Here's another interesting factor, (quoted from www.realtormag.com):

(September 18) -- Fannie Mae reports that its so-called "duration gap," which gauges its interest-rate risk, ballooned from negative nine months in July to negative 14 months in August--the highest level on record.

The article goes on to say:

The result is a potential mismatch between the mortgages it now owns and the debt on its books, which could send the government-sponsored enterprise into a financial tailspin in the event of a sudden shift in interest rates.

With Fannie's stock price in decline and consumers paying off their old mortgages to take on new lower-rate debt, the housing market could be in trouble in many parts of the country that are over-heated in the event of further recession. As I see it, one of the main problems is that many homeowners have no equity to speak of; in effect they have become renters in their own houses, cashing in equity everytime they want a new car. Congressional treatment of interest on mortgages is primarily responsible.

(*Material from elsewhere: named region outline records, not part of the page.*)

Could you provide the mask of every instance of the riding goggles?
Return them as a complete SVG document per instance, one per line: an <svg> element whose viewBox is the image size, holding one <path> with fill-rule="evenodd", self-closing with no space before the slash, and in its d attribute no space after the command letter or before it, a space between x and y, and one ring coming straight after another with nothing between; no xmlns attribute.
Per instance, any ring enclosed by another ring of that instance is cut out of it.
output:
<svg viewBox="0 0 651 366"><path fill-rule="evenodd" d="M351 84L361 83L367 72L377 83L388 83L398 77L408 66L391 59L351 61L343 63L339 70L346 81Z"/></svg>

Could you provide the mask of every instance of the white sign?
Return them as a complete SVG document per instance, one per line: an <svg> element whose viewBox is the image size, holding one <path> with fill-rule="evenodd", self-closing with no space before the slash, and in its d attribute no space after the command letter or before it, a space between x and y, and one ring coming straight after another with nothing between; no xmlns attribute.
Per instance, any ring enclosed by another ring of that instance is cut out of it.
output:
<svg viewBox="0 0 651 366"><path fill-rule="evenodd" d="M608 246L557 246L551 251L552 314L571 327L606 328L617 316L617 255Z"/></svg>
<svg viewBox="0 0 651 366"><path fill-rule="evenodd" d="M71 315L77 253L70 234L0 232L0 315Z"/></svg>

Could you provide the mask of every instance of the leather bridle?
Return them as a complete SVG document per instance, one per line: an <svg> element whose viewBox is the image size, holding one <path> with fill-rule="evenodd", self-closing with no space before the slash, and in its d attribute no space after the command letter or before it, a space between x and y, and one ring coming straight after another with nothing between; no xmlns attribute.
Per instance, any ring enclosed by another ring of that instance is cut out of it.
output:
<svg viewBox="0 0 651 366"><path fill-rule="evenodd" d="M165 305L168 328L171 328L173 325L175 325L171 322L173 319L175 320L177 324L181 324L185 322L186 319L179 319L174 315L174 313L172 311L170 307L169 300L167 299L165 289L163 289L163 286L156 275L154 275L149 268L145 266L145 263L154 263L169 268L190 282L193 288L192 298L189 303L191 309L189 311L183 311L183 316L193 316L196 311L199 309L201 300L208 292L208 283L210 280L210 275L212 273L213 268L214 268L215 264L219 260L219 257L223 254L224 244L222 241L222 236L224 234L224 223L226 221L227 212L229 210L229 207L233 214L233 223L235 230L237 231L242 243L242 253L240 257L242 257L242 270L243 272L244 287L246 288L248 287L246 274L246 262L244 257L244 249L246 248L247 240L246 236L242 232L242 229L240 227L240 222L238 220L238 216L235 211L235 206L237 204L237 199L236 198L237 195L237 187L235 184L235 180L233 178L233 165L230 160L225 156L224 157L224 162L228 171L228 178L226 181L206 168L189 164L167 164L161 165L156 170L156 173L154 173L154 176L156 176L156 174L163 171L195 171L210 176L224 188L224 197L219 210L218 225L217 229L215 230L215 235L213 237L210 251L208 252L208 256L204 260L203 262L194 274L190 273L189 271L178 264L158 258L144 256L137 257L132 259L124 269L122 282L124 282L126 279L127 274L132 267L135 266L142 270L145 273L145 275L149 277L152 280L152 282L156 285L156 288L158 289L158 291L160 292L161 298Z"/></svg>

As the article says, a bubble similar to the stock market bubble is unlikely because of the nature of real estate markets. However, that will make little difference if a large number of homeowners lose their jobs at the same time they are negative in terms of home equity. If that happens, appraisers should get ready for some long days doing repos.
 

bradellis

Member
Joined
Jan 16, 2002
Pam, Steve, Mike

Yep. markets change. They will. They've done so before and will repeat that.

But, a bubble? A bubble assumes a burst, and there is simply no basis- other than basic economics- for them to change. The basic economics are changing. Each micro market will experience its own changes, so the best advice for all is to pay attention to what is happening in your own market.

Leave the prognostications to others. Some markets will continue to be strong while interest rates continue to be low. Others will decline despite that. Still others will continue to rise, but at a slower and much more sustainable pace.

So says the feds, NAR's own chief economist, and the chief economist for the NAHB. I agree. Keep your eyes open.

Brad Ellis IFA, RAA
 

Restrain

Elite Member
Joined
Jan 22, 2002
Professional Status
Certified General Appraiser
State
Florida
As long as there is an influx of population and jobs to support the population and cost of living, an upwards trend on values can be expected - supply and demand. If jobs decline or incomes decline (loss of high $ manufacturing/telecom jobs, prices will fall. I have seen this first-hand with the oil boom/collapse of the 80's. To say that an equillibrium will occur at some point is not necessarily true. If you look at the towns of the high plains (Nebraska, et al), there are towns where prices continue to fall as no one is moving in while the younger people are moving out. In summary, supply and demand is the primary factor. In today's Nervous Nellie world, the world can intrude on normal factors and totally change an economy. Let someone set off a nuke/biological attack that kills a lot of people in a major city, even NY, and you may see an outwards migration from major metropolitan centers of employers and population.